WEIGHTED INTEGRAL INEQUALITIES FOR MODIFIED INTEGRAL HARDY OPERATORS

In this article, we study the weak and extra-weak type integral inequalities for the modified integral Hardy operators. We provide suitable conditions on the weights ω, ρ, φ and ψ to hold the following weak type modular inequality $${\mathcal{U}}^{-1}\({\int_{{\mid}{\mathcal{I}}f{\mid}>{\gamma}}}\;{\mathcal{U}}({\gamma}{\omega}){\rho}\){\leq}{\mathcal{V}}^{-1}\({\int}_{0}^{\infty}{\mathcal{V}}(C{\mid}f{\mid}{\phi}){\psi}\),$$ where ${\mathcal{I}}$ is the modified integral Hardy operators.

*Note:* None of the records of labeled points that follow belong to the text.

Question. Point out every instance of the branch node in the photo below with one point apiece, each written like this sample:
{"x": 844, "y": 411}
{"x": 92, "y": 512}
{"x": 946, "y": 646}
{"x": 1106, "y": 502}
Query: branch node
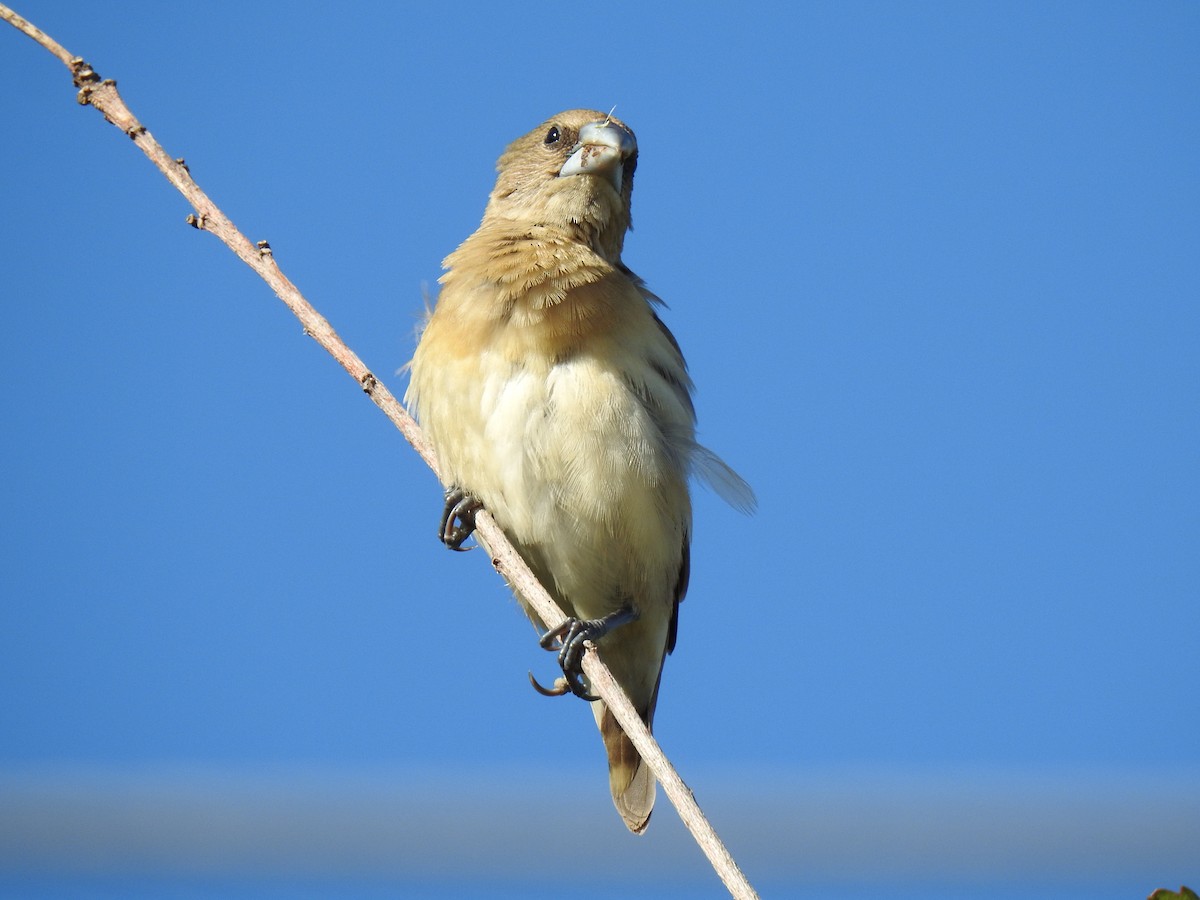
{"x": 82, "y": 73}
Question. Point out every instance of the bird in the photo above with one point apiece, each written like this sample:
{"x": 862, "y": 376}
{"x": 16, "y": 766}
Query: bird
{"x": 556, "y": 399}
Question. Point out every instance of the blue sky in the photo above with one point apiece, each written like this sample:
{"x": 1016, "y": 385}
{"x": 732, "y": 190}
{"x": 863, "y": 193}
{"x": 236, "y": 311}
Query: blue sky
{"x": 935, "y": 271}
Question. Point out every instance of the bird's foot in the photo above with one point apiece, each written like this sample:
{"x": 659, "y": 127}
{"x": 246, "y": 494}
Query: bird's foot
{"x": 459, "y": 519}
{"x": 569, "y": 640}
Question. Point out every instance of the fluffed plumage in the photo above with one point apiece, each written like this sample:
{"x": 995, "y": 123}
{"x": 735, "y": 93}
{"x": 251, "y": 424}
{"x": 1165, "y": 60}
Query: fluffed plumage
{"x": 553, "y": 395}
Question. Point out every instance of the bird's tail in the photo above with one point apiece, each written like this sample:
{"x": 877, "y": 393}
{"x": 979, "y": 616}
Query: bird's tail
{"x": 629, "y": 778}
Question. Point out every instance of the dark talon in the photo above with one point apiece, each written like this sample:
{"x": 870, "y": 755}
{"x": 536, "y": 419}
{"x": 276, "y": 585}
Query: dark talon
{"x": 570, "y": 640}
{"x": 457, "y": 519}
{"x": 558, "y": 690}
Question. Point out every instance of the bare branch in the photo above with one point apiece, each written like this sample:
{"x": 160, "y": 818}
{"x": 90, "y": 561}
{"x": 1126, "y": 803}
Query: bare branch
{"x": 103, "y": 96}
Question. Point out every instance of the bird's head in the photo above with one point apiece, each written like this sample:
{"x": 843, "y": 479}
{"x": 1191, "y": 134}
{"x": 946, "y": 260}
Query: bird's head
{"x": 573, "y": 172}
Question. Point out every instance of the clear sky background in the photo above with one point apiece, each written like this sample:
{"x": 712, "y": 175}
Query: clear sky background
{"x": 936, "y": 271}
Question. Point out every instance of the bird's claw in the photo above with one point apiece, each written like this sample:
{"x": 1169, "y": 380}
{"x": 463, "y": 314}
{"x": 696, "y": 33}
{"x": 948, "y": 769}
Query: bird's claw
{"x": 570, "y": 641}
{"x": 457, "y": 519}
{"x": 559, "y": 688}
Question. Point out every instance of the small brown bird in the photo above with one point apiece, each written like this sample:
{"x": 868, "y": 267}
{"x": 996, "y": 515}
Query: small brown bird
{"x": 556, "y": 399}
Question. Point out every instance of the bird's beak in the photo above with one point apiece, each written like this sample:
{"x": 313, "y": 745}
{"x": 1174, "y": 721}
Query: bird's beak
{"x": 601, "y": 150}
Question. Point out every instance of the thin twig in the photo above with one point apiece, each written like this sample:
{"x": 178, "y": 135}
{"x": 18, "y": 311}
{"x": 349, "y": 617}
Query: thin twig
{"x": 103, "y": 96}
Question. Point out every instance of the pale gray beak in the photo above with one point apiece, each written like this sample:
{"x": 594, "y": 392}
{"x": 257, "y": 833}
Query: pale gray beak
{"x": 601, "y": 150}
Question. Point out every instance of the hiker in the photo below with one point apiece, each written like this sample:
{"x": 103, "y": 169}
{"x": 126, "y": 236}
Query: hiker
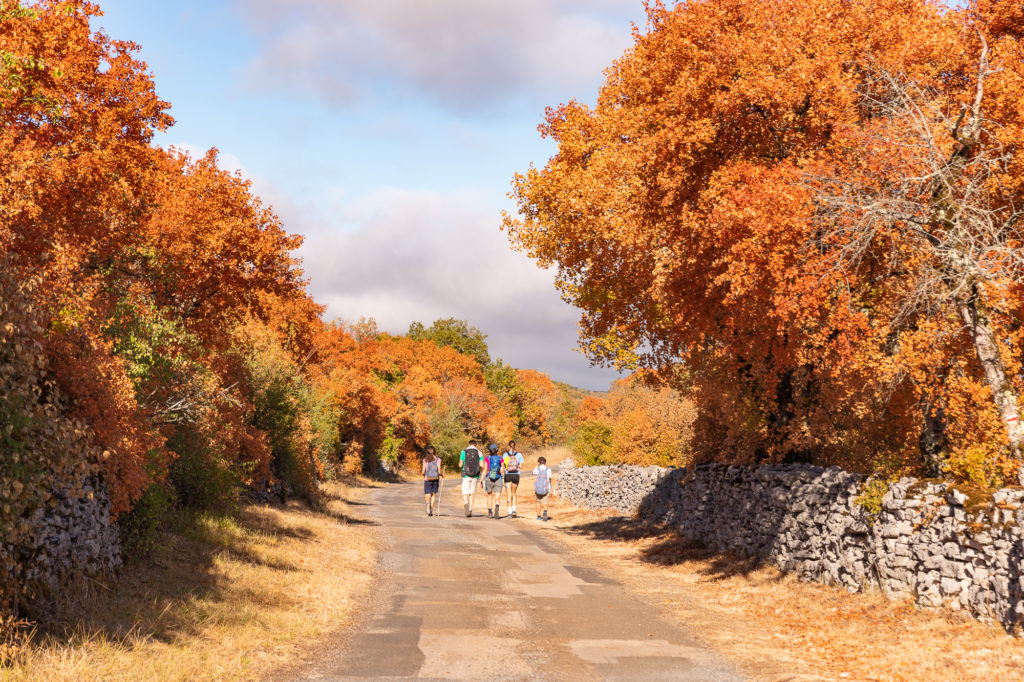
{"x": 493, "y": 481}
{"x": 513, "y": 461}
{"x": 542, "y": 486}
{"x": 469, "y": 462}
{"x": 433, "y": 471}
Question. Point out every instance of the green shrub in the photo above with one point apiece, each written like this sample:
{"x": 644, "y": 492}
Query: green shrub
{"x": 140, "y": 526}
{"x": 870, "y": 496}
{"x": 446, "y": 435}
{"x": 202, "y": 477}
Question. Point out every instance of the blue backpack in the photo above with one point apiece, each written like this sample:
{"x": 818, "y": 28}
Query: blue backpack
{"x": 494, "y": 467}
{"x": 542, "y": 484}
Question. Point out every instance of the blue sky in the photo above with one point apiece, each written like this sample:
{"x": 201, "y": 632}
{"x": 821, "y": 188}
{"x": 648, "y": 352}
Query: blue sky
{"x": 387, "y": 132}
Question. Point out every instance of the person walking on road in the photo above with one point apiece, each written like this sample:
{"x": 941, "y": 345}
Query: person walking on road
{"x": 542, "y": 486}
{"x": 513, "y": 461}
{"x": 493, "y": 482}
{"x": 433, "y": 471}
{"x": 469, "y": 462}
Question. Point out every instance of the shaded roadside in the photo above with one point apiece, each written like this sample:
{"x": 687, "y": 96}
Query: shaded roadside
{"x": 776, "y": 628}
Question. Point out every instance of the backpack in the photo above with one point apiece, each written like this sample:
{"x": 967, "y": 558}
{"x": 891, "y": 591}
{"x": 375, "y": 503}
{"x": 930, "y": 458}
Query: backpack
{"x": 471, "y": 464}
{"x": 542, "y": 484}
{"x": 512, "y": 463}
{"x": 494, "y": 467}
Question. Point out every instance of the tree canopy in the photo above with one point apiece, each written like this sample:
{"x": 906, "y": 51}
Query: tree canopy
{"x": 714, "y": 211}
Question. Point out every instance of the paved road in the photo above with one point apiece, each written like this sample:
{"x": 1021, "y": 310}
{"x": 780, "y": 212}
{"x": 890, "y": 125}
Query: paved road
{"x": 483, "y": 599}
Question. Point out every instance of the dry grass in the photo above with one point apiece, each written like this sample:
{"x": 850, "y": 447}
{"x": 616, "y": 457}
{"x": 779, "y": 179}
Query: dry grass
{"x": 776, "y": 627}
{"x": 222, "y": 599}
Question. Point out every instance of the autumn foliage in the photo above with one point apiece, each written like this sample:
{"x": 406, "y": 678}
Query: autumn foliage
{"x": 716, "y": 216}
{"x": 155, "y": 325}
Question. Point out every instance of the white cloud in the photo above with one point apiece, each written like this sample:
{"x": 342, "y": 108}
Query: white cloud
{"x": 398, "y": 255}
{"x": 225, "y": 161}
{"x": 463, "y": 54}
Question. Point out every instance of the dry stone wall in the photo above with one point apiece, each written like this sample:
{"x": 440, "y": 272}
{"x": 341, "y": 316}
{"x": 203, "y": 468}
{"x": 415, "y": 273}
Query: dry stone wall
{"x": 75, "y": 538}
{"x": 929, "y": 541}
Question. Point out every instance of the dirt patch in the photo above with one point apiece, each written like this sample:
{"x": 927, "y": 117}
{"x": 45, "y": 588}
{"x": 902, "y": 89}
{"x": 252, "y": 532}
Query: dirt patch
{"x": 754, "y": 614}
{"x": 223, "y": 598}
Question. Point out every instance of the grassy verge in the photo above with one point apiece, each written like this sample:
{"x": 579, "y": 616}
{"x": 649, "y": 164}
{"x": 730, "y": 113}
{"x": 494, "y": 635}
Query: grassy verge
{"x": 777, "y": 628}
{"x": 222, "y": 598}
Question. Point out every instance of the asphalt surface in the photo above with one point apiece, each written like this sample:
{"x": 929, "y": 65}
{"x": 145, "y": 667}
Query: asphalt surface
{"x": 483, "y": 599}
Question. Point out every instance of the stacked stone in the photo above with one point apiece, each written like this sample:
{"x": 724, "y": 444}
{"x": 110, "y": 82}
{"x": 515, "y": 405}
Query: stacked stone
{"x": 620, "y": 487}
{"x": 72, "y": 539}
{"x": 929, "y": 541}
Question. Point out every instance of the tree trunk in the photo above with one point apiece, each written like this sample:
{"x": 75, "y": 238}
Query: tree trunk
{"x": 988, "y": 353}
{"x": 932, "y": 440}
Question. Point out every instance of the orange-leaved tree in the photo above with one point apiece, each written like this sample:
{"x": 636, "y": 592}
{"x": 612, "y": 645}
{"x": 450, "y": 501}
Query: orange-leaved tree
{"x": 685, "y": 213}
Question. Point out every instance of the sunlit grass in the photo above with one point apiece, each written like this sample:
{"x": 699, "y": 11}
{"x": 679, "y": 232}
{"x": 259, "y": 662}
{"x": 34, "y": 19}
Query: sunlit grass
{"x": 223, "y": 598}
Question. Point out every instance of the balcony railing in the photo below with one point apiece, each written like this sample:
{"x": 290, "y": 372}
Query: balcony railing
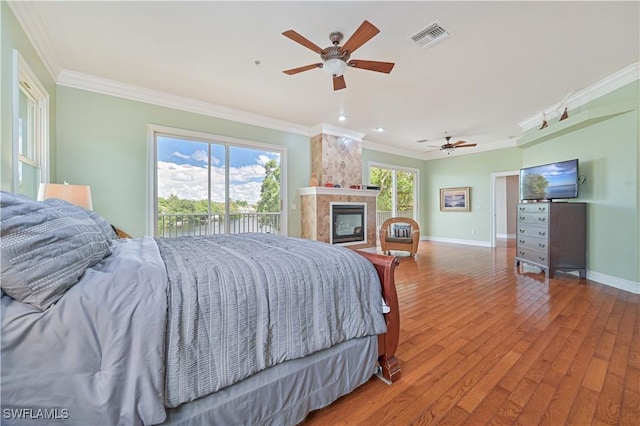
{"x": 188, "y": 224}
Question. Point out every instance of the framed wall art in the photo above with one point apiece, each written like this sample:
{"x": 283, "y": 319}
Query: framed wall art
{"x": 455, "y": 199}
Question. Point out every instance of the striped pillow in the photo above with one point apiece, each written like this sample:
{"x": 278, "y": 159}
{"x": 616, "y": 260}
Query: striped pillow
{"x": 44, "y": 249}
{"x": 105, "y": 226}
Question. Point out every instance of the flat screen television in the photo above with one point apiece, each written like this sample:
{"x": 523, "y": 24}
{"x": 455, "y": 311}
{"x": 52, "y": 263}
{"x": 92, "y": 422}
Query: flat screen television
{"x": 548, "y": 182}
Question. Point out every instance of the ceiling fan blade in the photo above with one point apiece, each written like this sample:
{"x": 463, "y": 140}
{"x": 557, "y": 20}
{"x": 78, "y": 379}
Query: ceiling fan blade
{"x": 338, "y": 82}
{"x": 364, "y": 33}
{"x": 303, "y": 41}
{"x": 301, "y": 69}
{"x": 384, "y": 67}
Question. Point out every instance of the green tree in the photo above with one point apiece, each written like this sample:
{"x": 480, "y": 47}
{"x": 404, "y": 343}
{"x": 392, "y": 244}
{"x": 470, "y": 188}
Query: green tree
{"x": 404, "y": 188}
{"x": 536, "y": 185}
{"x": 269, "y": 192}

We also obtain a necesary and sufficient condition for the following extra-weak type integral inequality $${\omega}\(\{{\left|{\mathcal{I}}f\right|}>{\gamma}\}\){\leq}{\mathcal{U}}{\circ}{\mathcal{V}}^{-1}\({\int}_{0}^{\infty}{\mathcal{V}}\(\frac{C{\mid}f{\mid}{\phi}}{{\gamma}}\){\psi}\).$$ Further, we discuss the above two inequalities for the conjugate of the modified integral Hardy operators. It will extend the existing results for the Hardy operator and its integral version.